The above examples are only intended to illustrate the technical solution of the present invention, but not to limit it; although the present invention has been described in detail with reference to the foregoing embodiments, it should be understood by those skilled in the art that various changes and modifications may be made in the embodiments described in the foregoing embodiments, or equivalent changes and modifications may be made to some of the technical features of the embodiments without departing from the scope of the embodiments of the present invention.
Claims (14)
1. A method for preparing (+/-) -2- (6-methoxy-2-naphthyl) propionic acid by continuous flow microchannel reaction oxidation is characterized by comprising the following steps:
(1) preparation of material a mixed solution: adding a reaction auxiliary agent into the material A solution, and stirring for dissolving;
(2) preparing a material B mixed solution: adjusting the pH value of an oxidant aqueous solution to 2-6 at room temperature;
(3) and pumping the mixed solution of the material A and the mixed solution of the material B into a microchannel reactor through a metering pump, mixing the two materials in the microchannel reactor, carrying out continuous oxidation reaction at the reaction temperature of 0-100 ℃, the reaction pressure of 0.15-0.5 MPa and the reaction residence time of 1-300 s, carrying out quenching reaction on the reacted materials, and processing to obtain the (+/-) -2- (6-methoxy-2-naphthyl) propionic acid.

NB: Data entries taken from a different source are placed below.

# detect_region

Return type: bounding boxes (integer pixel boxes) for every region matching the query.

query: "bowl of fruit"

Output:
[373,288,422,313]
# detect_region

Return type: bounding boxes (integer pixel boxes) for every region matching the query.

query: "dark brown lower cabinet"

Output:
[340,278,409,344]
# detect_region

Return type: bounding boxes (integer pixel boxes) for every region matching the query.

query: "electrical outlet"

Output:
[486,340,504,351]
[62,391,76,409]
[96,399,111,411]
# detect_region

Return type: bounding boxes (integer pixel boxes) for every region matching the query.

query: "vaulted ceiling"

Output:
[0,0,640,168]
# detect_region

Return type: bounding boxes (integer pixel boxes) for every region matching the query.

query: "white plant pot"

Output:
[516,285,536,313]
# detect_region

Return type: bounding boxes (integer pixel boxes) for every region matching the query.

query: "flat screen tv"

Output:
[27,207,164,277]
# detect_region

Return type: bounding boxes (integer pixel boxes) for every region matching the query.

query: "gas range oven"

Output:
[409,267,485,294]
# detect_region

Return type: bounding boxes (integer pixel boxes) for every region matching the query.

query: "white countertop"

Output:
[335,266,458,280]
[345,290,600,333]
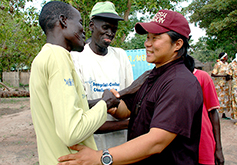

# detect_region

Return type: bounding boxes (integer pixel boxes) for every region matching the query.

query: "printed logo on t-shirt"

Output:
[85,79,120,92]
[64,78,74,86]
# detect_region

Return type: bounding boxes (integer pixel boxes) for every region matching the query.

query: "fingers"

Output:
[58,154,75,165]
[58,144,85,162]
[70,144,85,151]
[110,89,120,98]
[107,107,117,116]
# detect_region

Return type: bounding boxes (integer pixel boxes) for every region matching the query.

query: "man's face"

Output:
[65,7,85,52]
[90,18,118,48]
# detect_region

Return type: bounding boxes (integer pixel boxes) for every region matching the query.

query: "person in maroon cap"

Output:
[58,10,203,165]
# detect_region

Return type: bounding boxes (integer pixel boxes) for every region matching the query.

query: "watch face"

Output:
[102,155,111,164]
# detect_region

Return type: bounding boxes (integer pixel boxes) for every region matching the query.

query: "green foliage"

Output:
[184,0,237,60]
[62,0,182,47]
[0,0,183,72]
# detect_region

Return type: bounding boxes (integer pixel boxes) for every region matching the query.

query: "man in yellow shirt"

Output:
[30,1,119,165]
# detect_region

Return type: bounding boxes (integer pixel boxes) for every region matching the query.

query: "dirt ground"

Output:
[0,98,237,165]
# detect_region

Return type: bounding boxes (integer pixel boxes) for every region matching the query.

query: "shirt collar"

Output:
[148,58,184,84]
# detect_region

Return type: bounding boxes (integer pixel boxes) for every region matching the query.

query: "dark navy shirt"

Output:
[123,59,203,165]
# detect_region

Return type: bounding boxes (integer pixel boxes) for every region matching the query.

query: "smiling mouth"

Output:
[104,38,111,42]
[74,33,86,42]
[146,50,152,54]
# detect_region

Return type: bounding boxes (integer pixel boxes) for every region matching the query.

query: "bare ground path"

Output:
[0,98,237,165]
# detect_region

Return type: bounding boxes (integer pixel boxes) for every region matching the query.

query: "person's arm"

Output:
[95,120,129,134]
[95,99,130,134]
[208,109,224,165]
[58,128,177,165]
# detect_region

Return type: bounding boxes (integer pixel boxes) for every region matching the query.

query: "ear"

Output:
[175,38,184,52]
[59,14,67,28]
[89,21,94,33]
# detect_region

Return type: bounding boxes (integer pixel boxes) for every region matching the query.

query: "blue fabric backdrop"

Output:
[125,49,155,80]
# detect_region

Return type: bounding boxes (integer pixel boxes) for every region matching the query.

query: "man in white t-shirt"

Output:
[71,1,133,149]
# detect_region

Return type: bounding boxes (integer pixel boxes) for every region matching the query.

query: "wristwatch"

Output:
[101,149,113,165]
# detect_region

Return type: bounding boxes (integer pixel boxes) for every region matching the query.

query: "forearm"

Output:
[88,98,101,108]
[95,120,129,134]
[208,109,222,149]
[211,73,227,77]
[113,100,131,119]
[55,101,107,146]
[109,128,176,165]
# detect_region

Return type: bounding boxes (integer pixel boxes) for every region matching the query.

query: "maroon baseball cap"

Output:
[135,10,190,38]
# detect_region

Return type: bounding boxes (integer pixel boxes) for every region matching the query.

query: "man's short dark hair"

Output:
[39,1,73,34]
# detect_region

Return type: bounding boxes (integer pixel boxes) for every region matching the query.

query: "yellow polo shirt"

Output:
[30,43,107,165]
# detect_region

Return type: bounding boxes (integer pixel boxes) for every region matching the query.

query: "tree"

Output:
[0,0,45,72]
[62,0,183,47]
[189,37,222,62]
[184,0,237,57]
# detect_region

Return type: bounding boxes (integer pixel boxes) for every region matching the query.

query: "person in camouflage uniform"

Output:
[211,52,230,119]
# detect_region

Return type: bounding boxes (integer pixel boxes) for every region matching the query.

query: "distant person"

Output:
[71,1,133,149]
[211,52,231,120]
[188,56,224,165]
[227,53,237,125]
[59,10,203,165]
[30,1,119,165]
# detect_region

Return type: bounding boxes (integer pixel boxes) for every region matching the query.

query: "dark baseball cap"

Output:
[135,10,191,38]
[90,1,123,20]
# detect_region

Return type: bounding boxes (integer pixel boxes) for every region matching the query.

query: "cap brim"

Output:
[135,22,170,34]
[92,13,124,21]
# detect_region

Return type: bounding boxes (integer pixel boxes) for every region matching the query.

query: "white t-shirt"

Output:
[71,44,133,149]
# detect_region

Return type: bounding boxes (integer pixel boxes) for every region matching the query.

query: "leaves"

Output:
[183,0,237,60]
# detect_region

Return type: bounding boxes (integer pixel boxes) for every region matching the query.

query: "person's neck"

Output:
[46,32,71,51]
[89,42,108,56]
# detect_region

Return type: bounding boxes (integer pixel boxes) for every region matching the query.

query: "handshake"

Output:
[99,70,151,109]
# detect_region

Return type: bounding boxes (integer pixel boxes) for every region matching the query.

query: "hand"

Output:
[107,107,117,116]
[119,70,151,97]
[225,74,232,81]
[102,89,120,109]
[58,145,102,165]
[215,149,225,165]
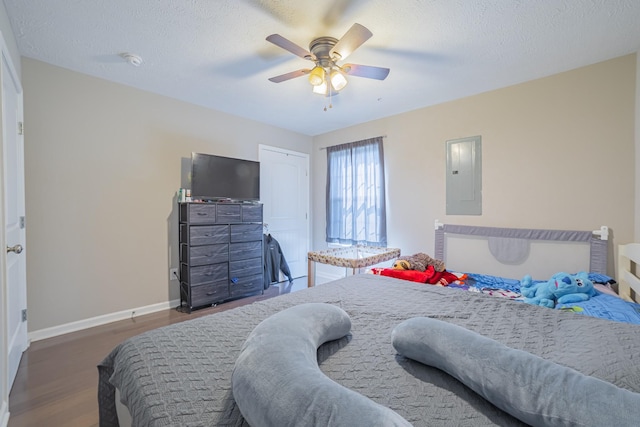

2. The method of claim 1, wherein: in the step (1), 6-methoxy-2-acetyl naphthalene and chloroacetate are used as raw materials, potassium alkoxide is used as alkali, and a material solution A is obtained by condensation, hydrolysis, decarboxylation and liquid separation or a material solid A is dissolved in a reaction solvent to obtain a material solution A.
3. The method of claim 1, wherein: in the step (1), the adopted reaction auxiliary agent is 2-methyl-1-butene, 2-methyl-2-butene or 2-methyl-1, 3-butadiene; wherein the molar ratio of 2-methyl-1-butene, 2-methyl-2-butene or 2-methyl-1, 3-butadiene to 2- (6-methoxy-2-naphthyl) propanal is 1.0-3.0: 1, preferably 1.1-1.8: 1.
4. The method of claim 3, wherein: in the step (1), dissolving a compound 2- (6-methoxy-2-naphthyl) propionaldehyde in a solvent, adding 2-methyl-1-butene, 2-methyl-2-butene or 2-methyl-1, 3-butadiene, stirring and dissolving to prepare a material solution A; wherein the mass-volume ratio of the compound 2- (6-methoxy-2-naphthyl) propionaldehyde to the solvent is 1: 4-15 g/mL, preferably 1: 4-10 g/mL.
5. The method of claim 4, wherein: in the step (1), the solvent used is sec-butyl alcohol, tert-butyl alcohol, isopropanol or n-butyl alcohol, preferably sec-butyl alcohol or isopropanol.
6. The method of claim 1, wherein: in the step (2), the oxidizing agent comprises NaClO2、NaClO、NaNO2、KClO2、KClO、KNO2、KMnO4Or H2O2Preferably NaClO, preferably NaClO2。
7. The method of claim 6, wherein: in the step (2), acid, alkali or buffer salt is adopted to adjust the pH value of the solution; the acid comprises one or more of hydrochloric acid, sulfuric acid or acetic acid, and is preferably acetic acid; the alkali comprises one or more of sodium hydroxide, potassium carbonate, cesium carbonate, sodium carbonate, potassium bicarbonate or sodium bicarbonate, and is preferably sodium bicarbonate; the buffer salt comprises one or more of potassium dihydrogen phosphate, sodium acetate, potassium acetate, ammonium acetate, sodium formate or potassium formate, and is preferably potassium dihydrogen phosphate.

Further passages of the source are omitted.